La crise sanitaire, qui rythme le quotidien des populations du monde entier depuis maintenant un an, implique d’adopter des comportements précis et d’accepter les contraintes et consignes dictées à l’échelle nationale. Du confinement à l’autodiscipline, en passant par le couvre-feu, chaque pays réagit à sa manière.

Ces problématiques sont aujourd’hui grandement liées à d’autres enjeux, climatiques et sociaux entre autres, dont les citoyennes et citoyens s’emparent à une échelle individuelle. Et cela à travers de nombreuses actions et initiatives, notamment par la mise en place d’une forme d’autodiscipline, qui peut, pour certaines personnes, devenir une réelle charge mentale. Finalement, l’aménagement urbain ne pourrait-il pas être un soutien ? Comment intégrer ce nouvel enjeu au sein de nos villes ?

L’autodiscipline se définit par un ensemble de règles qu’un individu applique à soi-même, par ses propres moyens et sans intervention d’une personne tierce. Elle entraîne naturellement certains comportements, voire des actions concrètes, relatives à des thématiques très variées. Elle se manifeste, par exemple, chez des personnes engagées contre le changement climatique, décidant de contribuer, à une échelle individuelle, à la transition de nos villes. Elle est également mise en place, depuis maintenant de nombreux mois, par des personnes soucieuses de lutter contre la propagation de la Covid19. Bien que l’autodiscipline incarne parfois une forme de choix et de liberté pour une catégorie de personnes, elle peut tout autant être assimilée à une forme de moralisation, de culpabilité, voire de charge mentale supplémentaire pour d’autres.

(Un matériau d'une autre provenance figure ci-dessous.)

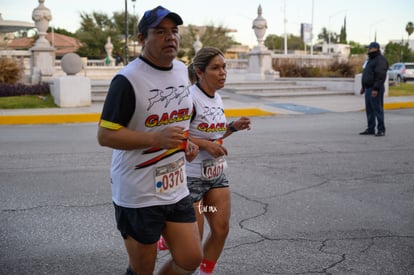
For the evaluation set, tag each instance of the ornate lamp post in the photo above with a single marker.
(134, 38)
(126, 33)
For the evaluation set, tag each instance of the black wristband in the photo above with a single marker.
(231, 127)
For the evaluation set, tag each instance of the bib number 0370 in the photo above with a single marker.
(169, 177)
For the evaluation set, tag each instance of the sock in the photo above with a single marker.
(161, 244)
(206, 267)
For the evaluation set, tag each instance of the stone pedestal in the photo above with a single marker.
(260, 64)
(42, 63)
(72, 91)
(260, 58)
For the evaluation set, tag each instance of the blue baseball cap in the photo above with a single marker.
(152, 18)
(373, 45)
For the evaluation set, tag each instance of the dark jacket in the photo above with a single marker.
(375, 71)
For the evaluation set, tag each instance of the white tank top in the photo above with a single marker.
(148, 177)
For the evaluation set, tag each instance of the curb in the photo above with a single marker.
(94, 117)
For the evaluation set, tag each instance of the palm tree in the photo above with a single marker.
(409, 28)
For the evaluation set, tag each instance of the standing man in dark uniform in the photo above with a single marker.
(373, 78)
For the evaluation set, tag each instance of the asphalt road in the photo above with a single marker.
(309, 196)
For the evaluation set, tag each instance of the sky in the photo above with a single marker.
(365, 20)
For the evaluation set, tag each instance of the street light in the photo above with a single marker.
(126, 33)
(329, 26)
(134, 38)
(374, 24)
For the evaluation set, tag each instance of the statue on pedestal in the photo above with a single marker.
(41, 16)
(109, 60)
(260, 58)
(259, 26)
(42, 61)
(197, 45)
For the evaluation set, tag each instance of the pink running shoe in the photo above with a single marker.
(162, 245)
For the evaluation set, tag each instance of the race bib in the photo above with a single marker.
(170, 176)
(212, 169)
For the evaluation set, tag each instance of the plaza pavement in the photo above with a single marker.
(235, 105)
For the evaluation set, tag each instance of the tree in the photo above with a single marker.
(357, 48)
(274, 42)
(397, 52)
(97, 27)
(211, 36)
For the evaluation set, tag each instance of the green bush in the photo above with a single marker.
(22, 89)
(10, 70)
(335, 69)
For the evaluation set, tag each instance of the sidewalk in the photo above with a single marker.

L’autodiscipline : liberté individuelle ou nouvelle contrainte urbaine ?

Pour un grand nombre de personnes, l’autodiscipline représente avant tout un moyen, un outil, pour réagir individuellement, et généralement localement, à une problématique bien plus globale. Que cela soit lié à la situation sanitaire que nous sommes collectivement en train de vivre, au changement climatique qui imprègne nos territoires depuis bien des années, ou à la crise sociale que traversent de multiples populations, l’autodiscipline se révèle être aujourd’hui une manière de s’engager, voire même de militer. Et dans cette logique, c’est tout une dynamique urbaine, de participation à la vie et à la transformation de la ville qui est enclenchée.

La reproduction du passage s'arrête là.